Tuesday, 9 September 2014

Connecting 3 tiers of capacity management

It always amazes me how confusing enterprise IT can get without collaboration. I'm not just talking about the connection of people in social interaction, but about a proper workflow - that co-ordinates activities of different teams and tools. Without co-ordination, nobody is sure of roles and responsibilities, who is doing what -- and when processes are started, it's impossible to track whether they've been completed.

I reflect on these challenges when considering the multiple teams involved in capacity management. There are actually a good number of teams who will carry out some form of capacity management - even if they don't know they're doing it. However, the co-ordination of activity between these IT functional teams is so often neglected. I was sitting through a Trevor Bunker (
@tbunker01) keynote at the CA event in Brussels this week - considering how the DevOps trend is impacting enterprises.  Interestingly, the #1 recognised benefit of DevOps is in collaboration.

So, is DevOps successful because it focuses on collaboration, or is collaboration a side-effect of focusing on a workflow between two distinct functional units in IT?  And if the latter, what greater benefits could we expect when applying workflow between other distinct teams?

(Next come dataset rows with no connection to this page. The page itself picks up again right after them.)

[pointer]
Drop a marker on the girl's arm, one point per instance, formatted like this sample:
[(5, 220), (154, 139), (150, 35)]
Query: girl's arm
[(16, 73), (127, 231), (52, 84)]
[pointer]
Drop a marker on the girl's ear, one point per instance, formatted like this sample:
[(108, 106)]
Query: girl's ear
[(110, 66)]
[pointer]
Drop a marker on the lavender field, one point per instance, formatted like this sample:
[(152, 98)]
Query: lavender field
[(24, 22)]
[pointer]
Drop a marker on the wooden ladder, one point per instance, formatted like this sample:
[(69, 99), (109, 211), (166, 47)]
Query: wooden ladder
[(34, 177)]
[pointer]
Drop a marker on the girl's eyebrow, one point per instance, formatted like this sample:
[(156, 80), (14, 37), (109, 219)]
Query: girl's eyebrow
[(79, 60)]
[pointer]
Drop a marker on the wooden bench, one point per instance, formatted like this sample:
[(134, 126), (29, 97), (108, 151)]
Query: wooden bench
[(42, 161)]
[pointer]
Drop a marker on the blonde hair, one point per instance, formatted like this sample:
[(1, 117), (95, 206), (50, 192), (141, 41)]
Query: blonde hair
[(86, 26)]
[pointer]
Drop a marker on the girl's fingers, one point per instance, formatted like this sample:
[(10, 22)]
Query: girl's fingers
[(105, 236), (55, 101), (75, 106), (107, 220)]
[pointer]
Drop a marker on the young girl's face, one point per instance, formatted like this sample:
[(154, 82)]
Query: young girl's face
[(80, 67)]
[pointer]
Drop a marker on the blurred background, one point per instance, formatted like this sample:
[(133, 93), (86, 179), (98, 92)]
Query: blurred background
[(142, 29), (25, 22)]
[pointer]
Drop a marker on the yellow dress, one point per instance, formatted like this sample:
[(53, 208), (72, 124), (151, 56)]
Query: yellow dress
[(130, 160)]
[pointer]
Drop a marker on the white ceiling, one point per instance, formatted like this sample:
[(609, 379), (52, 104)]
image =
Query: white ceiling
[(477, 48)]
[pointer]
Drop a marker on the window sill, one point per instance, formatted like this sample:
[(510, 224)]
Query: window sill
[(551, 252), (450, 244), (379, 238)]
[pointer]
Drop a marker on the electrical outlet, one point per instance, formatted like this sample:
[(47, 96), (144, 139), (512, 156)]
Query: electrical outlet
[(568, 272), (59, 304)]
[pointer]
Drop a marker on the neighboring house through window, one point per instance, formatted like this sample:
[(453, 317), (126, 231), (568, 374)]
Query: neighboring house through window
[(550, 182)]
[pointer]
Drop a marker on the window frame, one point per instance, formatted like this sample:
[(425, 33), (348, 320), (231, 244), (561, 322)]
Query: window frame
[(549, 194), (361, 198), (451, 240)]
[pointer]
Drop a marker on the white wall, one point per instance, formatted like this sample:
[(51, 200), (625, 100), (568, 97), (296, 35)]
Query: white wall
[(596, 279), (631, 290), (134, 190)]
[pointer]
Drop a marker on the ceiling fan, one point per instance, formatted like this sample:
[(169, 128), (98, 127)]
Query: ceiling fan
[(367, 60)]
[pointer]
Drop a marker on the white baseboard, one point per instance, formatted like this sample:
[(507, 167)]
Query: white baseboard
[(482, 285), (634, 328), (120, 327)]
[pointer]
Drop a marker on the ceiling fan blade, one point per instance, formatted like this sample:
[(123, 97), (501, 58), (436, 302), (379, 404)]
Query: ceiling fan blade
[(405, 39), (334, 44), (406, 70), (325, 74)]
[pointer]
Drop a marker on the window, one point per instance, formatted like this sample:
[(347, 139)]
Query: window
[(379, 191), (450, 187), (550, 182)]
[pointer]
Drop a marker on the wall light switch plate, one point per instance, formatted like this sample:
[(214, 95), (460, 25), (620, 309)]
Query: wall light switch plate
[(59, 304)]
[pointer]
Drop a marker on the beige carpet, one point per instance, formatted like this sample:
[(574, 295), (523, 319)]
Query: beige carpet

In Capacity Management, there are often 3 operational teams who have responsibility for right-sizing analysis.  Firstly, at the application layer - whose responsibility lies in requesting the right amount of IT capacity according to current and projected workloads. This team are well skilled in the arts of demand management and forecasting. The second tier of capacity management happens at the shared-infrastructure level. This team are anticipating demand from a wide number of applications with varying workloads, and ensuring that the infrastructure is right-sized to provide a resilient and cost-effective service. The final tier is at the data-center level, where management of physical, electrical and environmental factors is dependent on the amount of capacity specified or requested from the IT team.

These 3 teams always carry out a level of capacity management.  Every time a change request is submitted for more capacity - an element of sizing is done. This inter-dependent structure ultimately provides an indirect connection between the needs of the business and the data-center capacity provided. Ironically, it is the tiered nature of the delivery mechanism that allows for the maximum cost-efficient and resilient operations whilst also being the area of greatest inefficiency.

Are we not missing a trick, by declining to add a workflow to connect these tiers?  And what role does service management have to play in facilitating this workflow, beyond the range of managing tickets? What level of automation is desired or accepted, particularly in the realms of elastic compute - can and should this be provisioned automatically when certain triggers are made?

In the greater adoption of capacity management in a tiered delivery model, the answers to these questions can make the difference between successful implementation or not.